Tuesday, November 10, 2015
In the Language of Miracles by Rajia Hassib
In the Language of Miracles is a story of faith and community: having it, finding it, losing it. Mother Nagla struggles with her loss of faith in face of tragedy, her inability to match the piety of her mother and her best friend that increases her fear that it was a shortfall in herself that caused tragedy to befall her family. Grandmother Ehsan is steeped in faith, perpetually murmuring prayers and waving incense, providing holy water for healing. Her faith imbues her every action and is so genuine that it can tear down cultural walls but can't rescue her daughter's family from their grief and struggle. Daughter Fatima is seeking her own path to faith, uncertain of whether to pursue her family's more Americanized ways or don the headscarves of her more religious friends. Son Khaled is a different story completely. Caught between the shame and treachery brought on by his brother's act and the expectations of a father whose hopes are now pinned upon him alone, Khaled takes refuge in studying monarch butterflies, how they migrate thousands of miles south to winter only to have a new generation of butterflies return north - a practice that seems to have parallels even in his own family.
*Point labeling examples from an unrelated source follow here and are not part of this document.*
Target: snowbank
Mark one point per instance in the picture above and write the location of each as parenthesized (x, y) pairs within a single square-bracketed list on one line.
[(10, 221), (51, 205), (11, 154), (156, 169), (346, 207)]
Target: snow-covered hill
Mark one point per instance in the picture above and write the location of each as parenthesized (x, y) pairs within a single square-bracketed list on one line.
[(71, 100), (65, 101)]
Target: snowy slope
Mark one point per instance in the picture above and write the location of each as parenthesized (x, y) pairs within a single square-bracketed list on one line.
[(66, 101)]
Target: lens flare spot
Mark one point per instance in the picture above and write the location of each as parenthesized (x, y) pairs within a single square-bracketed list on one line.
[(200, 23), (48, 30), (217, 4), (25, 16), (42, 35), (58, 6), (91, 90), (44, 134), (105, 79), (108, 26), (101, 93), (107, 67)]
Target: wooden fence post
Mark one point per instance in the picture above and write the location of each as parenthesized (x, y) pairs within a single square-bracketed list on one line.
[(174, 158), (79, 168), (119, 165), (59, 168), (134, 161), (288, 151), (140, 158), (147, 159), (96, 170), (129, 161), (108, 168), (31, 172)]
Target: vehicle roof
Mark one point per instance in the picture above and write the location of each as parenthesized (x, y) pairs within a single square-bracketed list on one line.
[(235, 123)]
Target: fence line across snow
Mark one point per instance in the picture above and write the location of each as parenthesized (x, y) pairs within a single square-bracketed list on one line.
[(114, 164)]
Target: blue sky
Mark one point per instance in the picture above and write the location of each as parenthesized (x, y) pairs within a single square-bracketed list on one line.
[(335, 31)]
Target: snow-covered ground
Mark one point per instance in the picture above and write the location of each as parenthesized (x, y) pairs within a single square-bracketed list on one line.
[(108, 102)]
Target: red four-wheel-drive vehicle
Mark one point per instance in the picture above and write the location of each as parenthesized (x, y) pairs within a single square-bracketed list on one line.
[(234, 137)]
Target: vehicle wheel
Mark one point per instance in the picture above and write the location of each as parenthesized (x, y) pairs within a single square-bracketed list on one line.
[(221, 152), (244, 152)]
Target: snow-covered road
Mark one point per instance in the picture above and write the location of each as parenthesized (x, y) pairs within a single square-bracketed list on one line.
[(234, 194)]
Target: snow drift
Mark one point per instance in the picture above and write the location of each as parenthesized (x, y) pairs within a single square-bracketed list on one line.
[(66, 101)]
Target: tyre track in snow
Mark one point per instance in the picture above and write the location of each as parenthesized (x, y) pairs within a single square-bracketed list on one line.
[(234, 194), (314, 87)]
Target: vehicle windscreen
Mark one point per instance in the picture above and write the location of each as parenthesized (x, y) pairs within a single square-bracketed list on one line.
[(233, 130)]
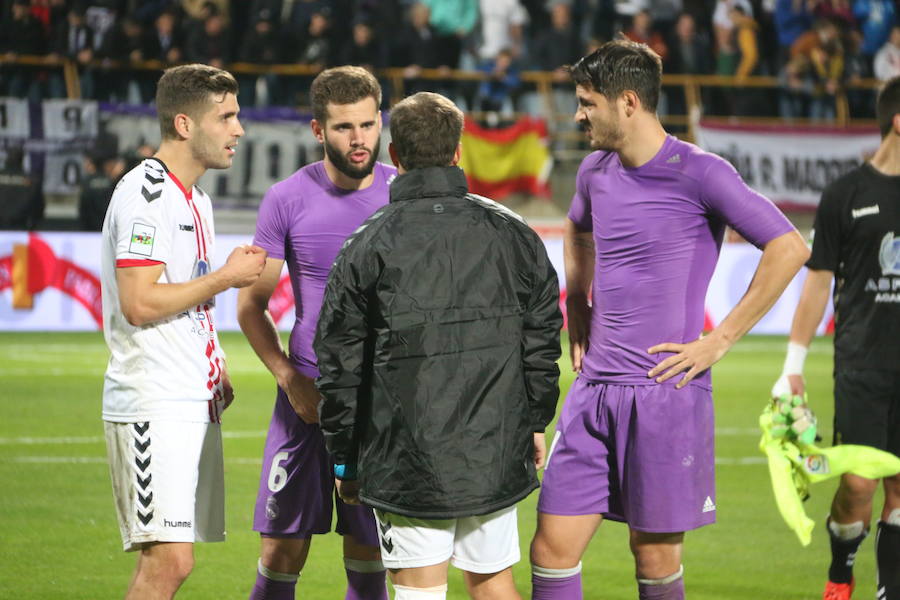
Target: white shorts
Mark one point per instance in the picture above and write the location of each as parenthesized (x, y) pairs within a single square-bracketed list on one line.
[(483, 544), (168, 481)]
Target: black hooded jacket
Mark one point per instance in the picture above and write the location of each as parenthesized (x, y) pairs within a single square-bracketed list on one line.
[(437, 346)]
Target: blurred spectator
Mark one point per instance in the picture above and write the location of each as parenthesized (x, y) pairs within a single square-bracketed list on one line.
[(453, 21), (210, 44), (101, 173), (641, 30), (664, 13), (496, 93), (200, 10), (875, 18), (315, 44), (502, 23), (416, 50), (723, 30), (558, 46), (689, 53), (887, 60), (301, 12), (260, 46), (415, 46), (792, 18), (22, 34), (165, 44), (128, 42), (73, 39), (817, 67), (364, 49), (101, 18), (22, 206), (838, 11), (745, 100), (745, 31), (604, 20)]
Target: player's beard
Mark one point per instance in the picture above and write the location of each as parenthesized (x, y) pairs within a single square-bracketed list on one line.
[(212, 156), (606, 135), (342, 163)]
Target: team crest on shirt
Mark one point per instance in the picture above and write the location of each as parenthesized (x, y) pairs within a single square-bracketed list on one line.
[(816, 464), (889, 257), (142, 239)]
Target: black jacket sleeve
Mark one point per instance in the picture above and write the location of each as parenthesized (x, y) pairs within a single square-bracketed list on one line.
[(340, 345), (540, 339)]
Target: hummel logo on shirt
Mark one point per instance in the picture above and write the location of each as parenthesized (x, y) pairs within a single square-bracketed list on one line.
[(866, 210)]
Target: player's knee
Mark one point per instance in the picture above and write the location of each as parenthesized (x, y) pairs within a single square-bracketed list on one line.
[(284, 555), (491, 586), (892, 490), (858, 488), (547, 551)]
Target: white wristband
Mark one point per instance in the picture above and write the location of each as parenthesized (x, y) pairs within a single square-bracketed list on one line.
[(793, 361)]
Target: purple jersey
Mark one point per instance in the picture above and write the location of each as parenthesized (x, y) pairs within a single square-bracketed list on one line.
[(304, 220), (657, 231)]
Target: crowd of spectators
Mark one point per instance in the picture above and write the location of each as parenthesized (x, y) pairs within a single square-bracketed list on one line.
[(814, 47)]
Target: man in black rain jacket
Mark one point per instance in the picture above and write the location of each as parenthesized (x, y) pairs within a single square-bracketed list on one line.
[(437, 347)]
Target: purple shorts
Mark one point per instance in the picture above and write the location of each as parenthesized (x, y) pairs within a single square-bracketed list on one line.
[(640, 454), (296, 489)]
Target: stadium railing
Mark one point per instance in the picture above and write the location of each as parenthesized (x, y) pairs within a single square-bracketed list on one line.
[(541, 82)]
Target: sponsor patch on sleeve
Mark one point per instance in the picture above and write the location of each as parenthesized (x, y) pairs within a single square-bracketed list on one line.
[(142, 239)]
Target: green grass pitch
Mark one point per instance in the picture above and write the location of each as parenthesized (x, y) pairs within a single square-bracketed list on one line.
[(59, 538)]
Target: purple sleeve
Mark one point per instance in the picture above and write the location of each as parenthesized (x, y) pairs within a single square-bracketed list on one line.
[(580, 211), (272, 225), (750, 213)]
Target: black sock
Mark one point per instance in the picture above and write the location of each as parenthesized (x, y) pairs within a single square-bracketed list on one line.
[(843, 555), (887, 552)]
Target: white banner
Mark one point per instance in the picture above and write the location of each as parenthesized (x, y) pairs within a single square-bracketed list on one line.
[(789, 165), (57, 281), (14, 118)]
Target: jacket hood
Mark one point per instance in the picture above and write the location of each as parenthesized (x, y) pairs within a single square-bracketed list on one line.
[(431, 182)]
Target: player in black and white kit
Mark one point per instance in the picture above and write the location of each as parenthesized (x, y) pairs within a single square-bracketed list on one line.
[(166, 384), (856, 241)]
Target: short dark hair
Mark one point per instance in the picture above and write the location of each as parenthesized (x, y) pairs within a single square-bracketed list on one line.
[(190, 90), (888, 105), (342, 85), (621, 65), (425, 130)]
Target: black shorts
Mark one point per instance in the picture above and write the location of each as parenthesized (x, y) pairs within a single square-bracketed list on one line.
[(867, 408)]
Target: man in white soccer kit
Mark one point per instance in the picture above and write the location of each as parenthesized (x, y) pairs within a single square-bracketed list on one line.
[(166, 384)]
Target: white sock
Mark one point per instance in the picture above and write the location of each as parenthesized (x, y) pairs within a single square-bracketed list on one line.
[(402, 592), (847, 532), (275, 575), (664, 580), (555, 573), (363, 566)]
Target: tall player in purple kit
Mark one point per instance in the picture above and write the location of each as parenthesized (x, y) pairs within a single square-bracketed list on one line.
[(304, 221), (635, 438)]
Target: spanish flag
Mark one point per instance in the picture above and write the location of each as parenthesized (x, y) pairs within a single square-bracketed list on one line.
[(499, 162)]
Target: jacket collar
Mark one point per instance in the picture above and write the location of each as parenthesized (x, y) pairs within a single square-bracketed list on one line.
[(431, 182)]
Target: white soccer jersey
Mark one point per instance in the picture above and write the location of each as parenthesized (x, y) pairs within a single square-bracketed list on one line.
[(170, 369)]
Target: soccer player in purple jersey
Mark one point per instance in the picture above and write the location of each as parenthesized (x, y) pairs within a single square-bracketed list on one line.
[(303, 221), (634, 442)]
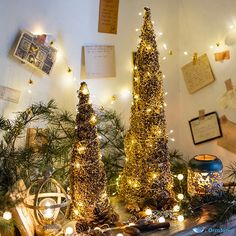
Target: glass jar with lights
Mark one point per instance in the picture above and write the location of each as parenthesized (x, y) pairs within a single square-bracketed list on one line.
[(205, 175), (50, 204)]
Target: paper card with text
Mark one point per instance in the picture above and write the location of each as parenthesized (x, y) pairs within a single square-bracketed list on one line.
[(198, 75)]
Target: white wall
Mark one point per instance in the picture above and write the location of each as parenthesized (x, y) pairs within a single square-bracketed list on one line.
[(74, 24), (203, 23), (187, 25)]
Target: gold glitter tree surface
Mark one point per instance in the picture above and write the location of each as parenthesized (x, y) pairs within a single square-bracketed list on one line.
[(146, 179), (90, 203)]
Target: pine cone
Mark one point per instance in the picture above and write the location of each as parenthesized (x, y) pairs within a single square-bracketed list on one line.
[(81, 226)]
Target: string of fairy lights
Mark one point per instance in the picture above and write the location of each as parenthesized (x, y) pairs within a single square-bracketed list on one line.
[(113, 99)]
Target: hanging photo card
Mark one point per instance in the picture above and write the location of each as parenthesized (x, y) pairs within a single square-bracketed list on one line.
[(205, 128), (9, 94), (108, 16), (32, 50), (199, 74), (99, 62)]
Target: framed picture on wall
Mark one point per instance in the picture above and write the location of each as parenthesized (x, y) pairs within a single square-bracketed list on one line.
[(32, 50), (205, 128)]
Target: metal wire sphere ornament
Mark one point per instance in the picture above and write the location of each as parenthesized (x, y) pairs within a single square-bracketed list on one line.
[(49, 202)]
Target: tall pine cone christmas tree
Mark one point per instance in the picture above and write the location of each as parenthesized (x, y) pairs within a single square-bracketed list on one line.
[(146, 179), (90, 202)]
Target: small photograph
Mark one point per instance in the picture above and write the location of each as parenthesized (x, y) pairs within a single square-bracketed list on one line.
[(31, 49)]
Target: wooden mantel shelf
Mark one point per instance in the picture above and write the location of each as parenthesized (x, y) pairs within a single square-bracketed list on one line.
[(184, 228)]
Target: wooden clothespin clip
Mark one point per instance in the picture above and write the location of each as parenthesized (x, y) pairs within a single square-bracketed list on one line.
[(201, 114), (224, 118), (229, 85), (195, 57)]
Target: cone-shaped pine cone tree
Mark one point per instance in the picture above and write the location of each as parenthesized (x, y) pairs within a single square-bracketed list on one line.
[(90, 203), (146, 179)]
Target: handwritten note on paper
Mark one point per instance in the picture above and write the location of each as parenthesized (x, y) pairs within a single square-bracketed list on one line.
[(198, 75), (100, 61), (9, 94), (205, 129), (108, 16)]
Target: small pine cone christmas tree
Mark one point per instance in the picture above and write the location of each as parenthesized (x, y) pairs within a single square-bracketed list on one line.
[(88, 190), (146, 179)]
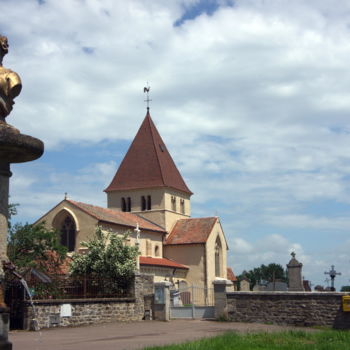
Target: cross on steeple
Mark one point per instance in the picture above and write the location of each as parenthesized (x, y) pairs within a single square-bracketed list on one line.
[(146, 90)]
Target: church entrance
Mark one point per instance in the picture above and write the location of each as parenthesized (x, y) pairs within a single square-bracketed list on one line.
[(192, 302)]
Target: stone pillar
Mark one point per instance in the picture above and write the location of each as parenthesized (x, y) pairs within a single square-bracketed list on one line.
[(5, 174), (295, 281), (221, 298), (162, 301)]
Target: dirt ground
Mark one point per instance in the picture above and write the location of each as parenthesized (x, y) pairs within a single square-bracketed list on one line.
[(129, 336)]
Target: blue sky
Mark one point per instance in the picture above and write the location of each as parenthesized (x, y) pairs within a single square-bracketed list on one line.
[(251, 97)]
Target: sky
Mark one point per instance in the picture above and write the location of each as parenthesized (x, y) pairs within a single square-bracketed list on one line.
[(251, 97)]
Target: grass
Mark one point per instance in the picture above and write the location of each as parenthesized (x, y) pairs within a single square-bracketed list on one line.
[(290, 340)]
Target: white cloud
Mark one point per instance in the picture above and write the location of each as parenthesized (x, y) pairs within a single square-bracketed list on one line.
[(252, 102)]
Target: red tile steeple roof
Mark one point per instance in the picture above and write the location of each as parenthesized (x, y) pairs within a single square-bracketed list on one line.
[(147, 163)]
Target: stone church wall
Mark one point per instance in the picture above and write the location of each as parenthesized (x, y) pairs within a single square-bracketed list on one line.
[(53, 313), (288, 308)]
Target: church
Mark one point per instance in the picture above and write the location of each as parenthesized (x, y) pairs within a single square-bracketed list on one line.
[(149, 192)]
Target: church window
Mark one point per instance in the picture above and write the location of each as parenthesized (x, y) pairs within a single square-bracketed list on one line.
[(182, 206), (173, 203), (68, 231), (148, 247), (143, 203), (218, 258), (128, 204), (156, 250), (123, 204)]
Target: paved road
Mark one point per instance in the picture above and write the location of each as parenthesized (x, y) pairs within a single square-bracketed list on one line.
[(127, 336)]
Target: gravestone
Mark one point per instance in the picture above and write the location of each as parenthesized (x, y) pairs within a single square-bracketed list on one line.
[(245, 285), (295, 281)]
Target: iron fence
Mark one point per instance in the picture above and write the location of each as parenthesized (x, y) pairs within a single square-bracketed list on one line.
[(62, 287)]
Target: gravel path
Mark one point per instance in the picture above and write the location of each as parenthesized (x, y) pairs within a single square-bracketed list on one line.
[(129, 336)]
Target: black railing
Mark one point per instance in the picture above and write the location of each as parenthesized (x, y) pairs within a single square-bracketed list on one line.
[(62, 287)]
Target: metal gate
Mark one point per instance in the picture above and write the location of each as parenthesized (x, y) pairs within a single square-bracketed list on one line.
[(15, 300), (192, 302)]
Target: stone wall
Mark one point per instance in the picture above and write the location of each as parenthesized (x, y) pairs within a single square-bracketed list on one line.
[(288, 308), (74, 312)]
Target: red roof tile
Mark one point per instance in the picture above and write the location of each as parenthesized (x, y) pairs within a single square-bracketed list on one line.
[(230, 275), (144, 260), (147, 163), (189, 231), (116, 217)]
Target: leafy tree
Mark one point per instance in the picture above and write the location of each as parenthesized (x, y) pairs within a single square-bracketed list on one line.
[(107, 256), (36, 246), (265, 273)]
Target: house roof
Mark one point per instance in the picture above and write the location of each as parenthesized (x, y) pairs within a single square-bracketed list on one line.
[(144, 260), (191, 231), (116, 217), (147, 163), (230, 275)]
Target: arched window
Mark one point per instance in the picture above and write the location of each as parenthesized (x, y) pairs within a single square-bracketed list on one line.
[(143, 203), (123, 204), (218, 257), (156, 251), (182, 206), (68, 232), (128, 204)]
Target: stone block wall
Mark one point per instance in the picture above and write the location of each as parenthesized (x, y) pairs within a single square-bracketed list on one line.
[(288, 308), (53, 313)]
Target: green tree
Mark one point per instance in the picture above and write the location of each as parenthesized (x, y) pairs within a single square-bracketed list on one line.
[(36, 246), (265, 273), (107, 255)]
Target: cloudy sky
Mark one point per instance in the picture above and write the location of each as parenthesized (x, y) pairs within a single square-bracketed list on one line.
[(251, 97)]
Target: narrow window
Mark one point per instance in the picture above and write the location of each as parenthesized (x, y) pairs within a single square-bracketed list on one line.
[(128, 204), (148, 247), (68, 231), (123, 204), (173, 203), (156, 251), (182, 206), (143, 203), (218, 257)]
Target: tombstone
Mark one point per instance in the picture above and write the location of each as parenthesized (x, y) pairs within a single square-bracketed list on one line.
[(295, 281), (276, 286), (245, 285)]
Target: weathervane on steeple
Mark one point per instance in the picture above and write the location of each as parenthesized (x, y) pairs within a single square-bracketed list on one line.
[(146, 90)]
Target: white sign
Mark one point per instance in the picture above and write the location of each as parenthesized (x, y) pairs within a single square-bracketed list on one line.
[(66, 310)]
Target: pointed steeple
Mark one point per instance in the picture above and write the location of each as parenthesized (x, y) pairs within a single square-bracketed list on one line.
[(147, 164)]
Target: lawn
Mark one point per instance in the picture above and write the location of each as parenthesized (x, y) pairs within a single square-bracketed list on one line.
[(291, 340)]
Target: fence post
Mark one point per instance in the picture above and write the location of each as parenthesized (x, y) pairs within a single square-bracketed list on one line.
[(162, 301), (220, 298), (193, 307)]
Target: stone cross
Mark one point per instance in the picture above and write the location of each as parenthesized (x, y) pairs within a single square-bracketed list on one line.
[(14, 148), (332, 273)]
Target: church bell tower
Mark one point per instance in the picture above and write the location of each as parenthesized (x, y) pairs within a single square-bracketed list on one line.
[(148, 182)]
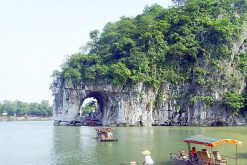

Each of Hassib's characters is fleshed out and fully realized, from Khaled who is coming of age in the shadow of tragedy to his father, whose stubbornness makes him easy for readers to dislike, but his ultimate wish and goal to preserve the life and community he had striven so hard to attain, is ultimately sympathetic. I wished for an ending that offered a bit more closure, but that should take nothing away from this book that seems in every way to be an authentic exploration of the immigrant experience, an honest portrayal of the Muslim faith, and a compelling picture of a broken family knitting themselves back together after tragedy.
(I received a copy of In the Language of Miracles from the publisher in exchange for review consideration.)